We will keep you posted, and thanks for the encouragement!
If I could make one request, could you remove the mouseover from the paragraph text that shows the topic heading? It is really distracting for those us who like to use our mouse pointer as a finger when reading.
I'm looking for a way to extract addresses from web pages, where these addresses are immediately recognizable as such by people but are not in a standard format (zip codes before city or after, no zip codes at all, p/o box instead of street name, ...). All in text format (no graphics, no OCR problem) but inside html tags, in various forms (as row in a table, inside one or multple <div>'s, as an <ul>, etc).
- Is this an NLP problem?
- If so, where do I start reading/learning? Most NLP seems to be about understanding free-flowing texts of all sorts of subjects. I'm looking for 98% solutions in what I think is a restricted problem space. Is this a reasonable expectation?
Since this book is for the 'working programmer' (rather than the 'working scientist'), it seems reasonable to assume that the book will provide techniques that can be used in domain-specific problems.
a lot of modern NLP is based on statistical methods and training data driven, meaning having a training corpus of example addresses identified within the context of these webpages would be the starting place if you went one of those routes. you might start by looking up some academic papers in this area and see if it's been done and methods published.
"Fruit flies like bananas" can be grammatically parsed in [at least] two ways, but one if a much more likely interpretation.
I actually remember reading your Slackware book a few years back. I've no doubt that the quality of this text will be as superb as that one's! Cheers!
That said, it is interesting from what I've read so far.
http://ocw.mit.edu/courses/electrical-engineering-and-comput... is excellent as is http://metaoptimize.com/qa/a stackoverflow style site which is active albeit specialized.

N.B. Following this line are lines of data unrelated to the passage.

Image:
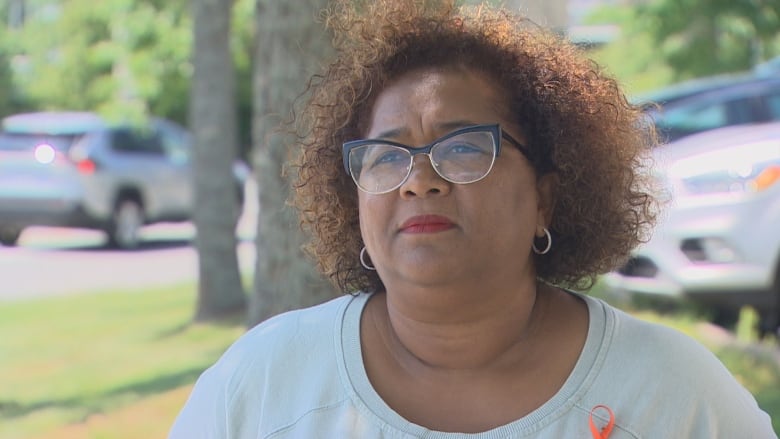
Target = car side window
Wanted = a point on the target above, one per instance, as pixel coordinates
(136, 141)
(688, 119)
(773, 106)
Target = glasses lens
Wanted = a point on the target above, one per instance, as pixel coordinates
(378, 168)
(465, 158)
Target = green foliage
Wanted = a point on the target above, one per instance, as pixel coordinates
(632, 57)
(122, 58)
(705, 37)
(748, 325)
(667, 41)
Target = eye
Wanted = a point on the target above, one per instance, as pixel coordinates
(388, 157)
(459, 148)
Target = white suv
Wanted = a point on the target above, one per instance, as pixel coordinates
(76, 169)
(719, 240)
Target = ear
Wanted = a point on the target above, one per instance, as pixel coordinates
(546, 188)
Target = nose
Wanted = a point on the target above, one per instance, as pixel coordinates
(424, 181)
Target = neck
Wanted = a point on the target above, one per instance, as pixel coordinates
(457, 328)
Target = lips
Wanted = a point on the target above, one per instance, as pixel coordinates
(426, 224)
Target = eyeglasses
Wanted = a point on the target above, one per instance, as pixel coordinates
(463, 156)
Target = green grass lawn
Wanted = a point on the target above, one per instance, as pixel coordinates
(78, 360)
(120, 365)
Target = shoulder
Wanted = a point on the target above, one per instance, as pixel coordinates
(285, 337)
(254, 388)
(660, 380)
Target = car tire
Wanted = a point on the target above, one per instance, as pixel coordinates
(124, 231)
(9, 236)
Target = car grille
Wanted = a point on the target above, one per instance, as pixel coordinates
(639, 267)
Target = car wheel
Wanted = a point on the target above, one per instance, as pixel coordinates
(126, 222)
(9, 236)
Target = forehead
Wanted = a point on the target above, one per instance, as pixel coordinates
(426, 99)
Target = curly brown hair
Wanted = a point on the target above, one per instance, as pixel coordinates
(575, 117)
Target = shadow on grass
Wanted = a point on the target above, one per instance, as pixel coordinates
(93, 404)
(230, 320)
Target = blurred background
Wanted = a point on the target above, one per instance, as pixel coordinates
(143, 223)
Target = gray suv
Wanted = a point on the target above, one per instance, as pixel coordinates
(75, 169)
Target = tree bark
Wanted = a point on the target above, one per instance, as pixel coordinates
(213, 121)
(289, 43)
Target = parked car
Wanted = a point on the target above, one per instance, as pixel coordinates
(76, 169)
(719, 241)
(708, 103)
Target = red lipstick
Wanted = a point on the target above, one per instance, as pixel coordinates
(426, 224)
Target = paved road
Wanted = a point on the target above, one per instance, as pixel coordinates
(55, 261)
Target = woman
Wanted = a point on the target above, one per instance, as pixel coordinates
(460, 168)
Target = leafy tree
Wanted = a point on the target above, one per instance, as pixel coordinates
(704, 37)
(117, 57)
(213, 120)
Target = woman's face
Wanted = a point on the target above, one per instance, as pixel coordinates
(430, 231)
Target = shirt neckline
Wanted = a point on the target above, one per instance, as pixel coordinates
(367, 400)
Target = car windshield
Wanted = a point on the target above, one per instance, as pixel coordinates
(25, 141)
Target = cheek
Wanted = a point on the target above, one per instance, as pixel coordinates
(371, 212)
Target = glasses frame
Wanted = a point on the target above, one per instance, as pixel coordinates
(494, 129)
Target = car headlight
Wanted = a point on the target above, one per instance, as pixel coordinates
(745, 168)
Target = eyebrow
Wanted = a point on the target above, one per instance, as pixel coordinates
(446, 127)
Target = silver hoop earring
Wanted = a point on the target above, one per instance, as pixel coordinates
(549, 243)
(363, 262)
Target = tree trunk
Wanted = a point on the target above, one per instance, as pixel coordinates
(213, 121)
(289, 43)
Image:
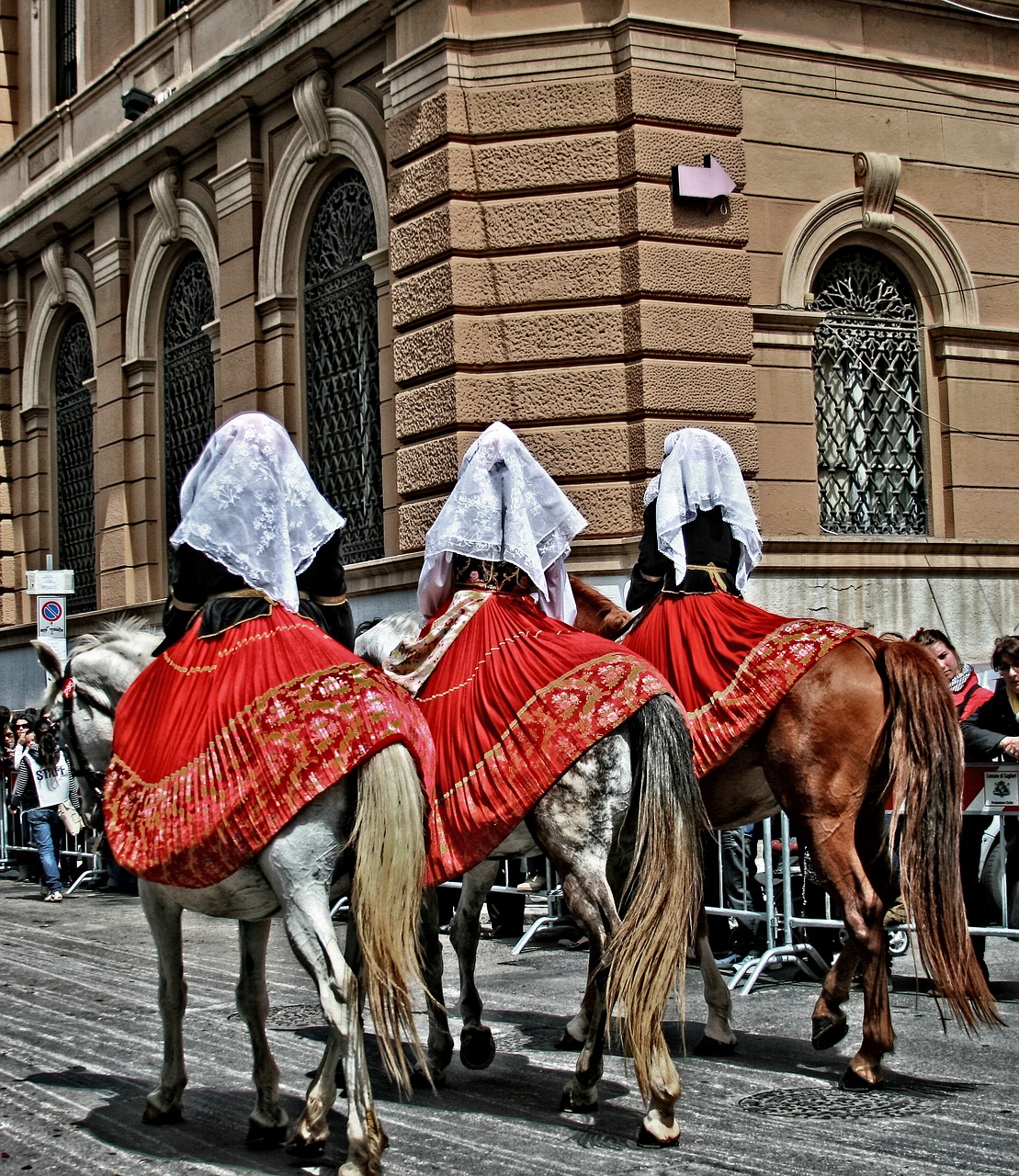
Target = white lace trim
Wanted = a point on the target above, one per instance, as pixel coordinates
(250, 503)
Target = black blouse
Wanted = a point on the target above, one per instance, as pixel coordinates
(196, 578)
(708, 538)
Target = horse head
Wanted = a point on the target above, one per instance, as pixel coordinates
(595, 612)
(84, 695)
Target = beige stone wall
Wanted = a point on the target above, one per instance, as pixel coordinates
(938, 92)
(542, 274)
(532, 264)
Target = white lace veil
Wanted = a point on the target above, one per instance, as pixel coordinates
(700, 471)
(250, 503)
(504, 507)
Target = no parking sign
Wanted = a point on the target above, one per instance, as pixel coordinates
(51, 589)
(51, 622)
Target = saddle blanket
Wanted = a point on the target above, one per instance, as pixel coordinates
(512, 698)
(730, 662)
(222, 740)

Maybe you should try to do the same with python? :)
It'd be easy enough to rewrite most of the examples in another language anyway (I'd hope), even if elegance is lost in the process...
However, "translating" Python examples into relatively idiomatic Ruby shouldn't too much of a problem if you really want to go down that path.
Really good point -- thanks for that.
Over at http://www.repustate.com, we're taking the more common functions that NLTK performs (and the ones it should) and porting them over as web services. NLTK is kind of buggy here & there, and it's not too great if you're dealing with big data sets. Our API, with the obvious handicap of network latency, is lightning fast because we ported many NLTK functions down to raw C.
Our API is free so have at it, let me know if you want to see us add anything.
It is blazing fast though :)
If anyone is interested in playing around with a robust natural language processing tool, I built an API for the Stanford Parser. http://nlp.naturalparsing.com/browserparser/parse
I am not a very good Haskel programmer, but I spend an occasional evening with it, and I am interested in NLP also (have been working off and on on NLP since the early 1980s).
From skimming through the book, it looks like a nice read and just went on my reading list.
For now, OpenStudy will do the trick. I created a "StudyPad" if anyone wants to go through this book together.
That said, it's generally true that for most NLP tasks, we're doing much better on languages similar to English.